Tukang Parkir Apotek
Cerpen Yudha Adi Putra
        "Contoh transkrip wawancaramu seperti apa, Jar ?" pertanyaan itu muncul di notifikasi ponsel Jarwo. Kontak bernama Deni mengirimkan. Belum ada satu menit yang lalu. Segera saja Jarwo membalas tanpa berpikir panjang. Bukan balasan jawaban penjelasan. Jarwo mengirimkan foto tangkapan layar. Tak lupa, ada emoji tertawa.
***
        Pagi ibarat memulai perjuangan. Sudah satu tulisan selesai. Transkrip wawancara yang dijanjikan. Memang, tidak diminta menuliskan. Hanya inisiatif Jarwo saja. Berusaha merangkai kata yang diucap narasumber.
        "Bahasanya berbelit-beli.
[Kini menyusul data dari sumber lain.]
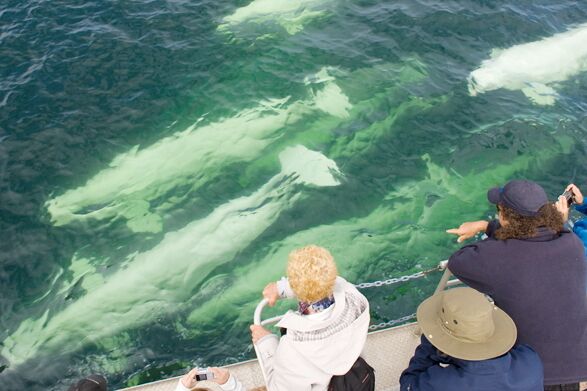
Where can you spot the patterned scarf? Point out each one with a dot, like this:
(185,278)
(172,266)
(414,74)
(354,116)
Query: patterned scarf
(317,306)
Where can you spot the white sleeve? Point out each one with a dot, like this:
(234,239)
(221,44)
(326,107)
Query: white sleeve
(232,384)
(284,289)
(282,369)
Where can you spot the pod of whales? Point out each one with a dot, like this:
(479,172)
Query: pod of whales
(168,273)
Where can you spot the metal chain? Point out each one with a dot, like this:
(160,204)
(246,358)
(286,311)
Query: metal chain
(397,280)
(391,322)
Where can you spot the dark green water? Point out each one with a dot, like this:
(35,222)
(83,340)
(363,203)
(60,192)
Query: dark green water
(159,159)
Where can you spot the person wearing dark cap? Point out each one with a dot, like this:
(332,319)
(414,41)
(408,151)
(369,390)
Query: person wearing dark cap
(469,344)
(535,270)
(90,383)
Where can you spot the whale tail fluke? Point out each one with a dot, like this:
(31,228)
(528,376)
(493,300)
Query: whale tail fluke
(310,167)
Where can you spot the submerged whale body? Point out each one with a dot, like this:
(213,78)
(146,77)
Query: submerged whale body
(135,179)
(160,280)
(535,67)
(292,15)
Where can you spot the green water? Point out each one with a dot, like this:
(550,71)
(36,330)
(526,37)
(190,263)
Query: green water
(160,159)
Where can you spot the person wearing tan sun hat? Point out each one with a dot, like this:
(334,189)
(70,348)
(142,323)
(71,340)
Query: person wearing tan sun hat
(469,344)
Sedikit kesulitan aku menulisnya. Baik kalau sarapan dulu," gumam Jarwo.
        Melangkah keluar kamar, kertas tertempel di pintu. Bertuliskan kalimat motivasi, bisa juga peringatan.
        "Kuliah itu mahal. Skripsi harus selesai semester ini. Hanya boleh satu semester saja !" begitu tulisan di pintu kamar Jarwo.
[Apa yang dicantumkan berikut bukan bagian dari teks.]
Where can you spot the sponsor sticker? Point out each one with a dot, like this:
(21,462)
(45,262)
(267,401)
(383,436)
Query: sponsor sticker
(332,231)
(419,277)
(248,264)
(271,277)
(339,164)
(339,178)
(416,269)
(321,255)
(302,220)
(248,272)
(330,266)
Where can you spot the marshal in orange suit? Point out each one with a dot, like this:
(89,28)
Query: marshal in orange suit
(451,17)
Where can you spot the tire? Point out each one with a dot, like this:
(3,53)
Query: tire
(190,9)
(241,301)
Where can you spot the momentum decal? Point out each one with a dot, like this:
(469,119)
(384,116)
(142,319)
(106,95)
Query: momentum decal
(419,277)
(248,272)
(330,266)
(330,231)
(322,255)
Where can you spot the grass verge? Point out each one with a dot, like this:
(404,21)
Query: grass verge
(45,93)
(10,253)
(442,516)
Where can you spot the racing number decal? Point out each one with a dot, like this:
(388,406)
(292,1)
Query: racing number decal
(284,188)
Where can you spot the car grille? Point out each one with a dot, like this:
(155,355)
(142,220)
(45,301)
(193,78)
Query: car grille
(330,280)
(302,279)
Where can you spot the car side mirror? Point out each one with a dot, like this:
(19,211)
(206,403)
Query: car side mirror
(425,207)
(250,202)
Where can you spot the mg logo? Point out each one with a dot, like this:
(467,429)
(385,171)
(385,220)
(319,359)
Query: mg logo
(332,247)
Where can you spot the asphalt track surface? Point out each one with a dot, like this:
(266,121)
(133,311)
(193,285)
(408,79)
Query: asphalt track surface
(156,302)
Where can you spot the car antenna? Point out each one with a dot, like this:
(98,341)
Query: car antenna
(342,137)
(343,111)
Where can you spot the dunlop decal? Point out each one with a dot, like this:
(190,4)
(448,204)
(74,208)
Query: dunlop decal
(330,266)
        "Jar, nanti minta tolong antarkan adikmu sekolah," pinta Ibunya. Aroma masakan pagi tercium. Jarwo semakin lapar. Baru lima menit ia menatap skripsinya. Kini, sudah berpindah di meja makan. Siap menikmati sarapan pagi.
        "Mas, kalau mau mengantar aku sekolah, hati-hati kalau belok. Kemarin, belum sempat aku turun dari motor, malah ada yang tersangkut," keluh adiknya Jarwo. Belum selesai bercerita sebenarnya. Tapi, tatapan Ibunya membuat ia menghentikan cerita.
        "Tidak baik, kalau makan sambil berbicara. Meski itu menyenangkan, apalagi makan keluarga. Kalau tidak bercerita rasanya ada yang kurang. Tapi, perlu hati-hati. Bisa tersedak, itu bahaya !" kata Ibunya Jarwo suatu ketika. Hingga kini, kalau Ibunya Jarwo sudah menatap aneh. Tak ada suara di meja makan.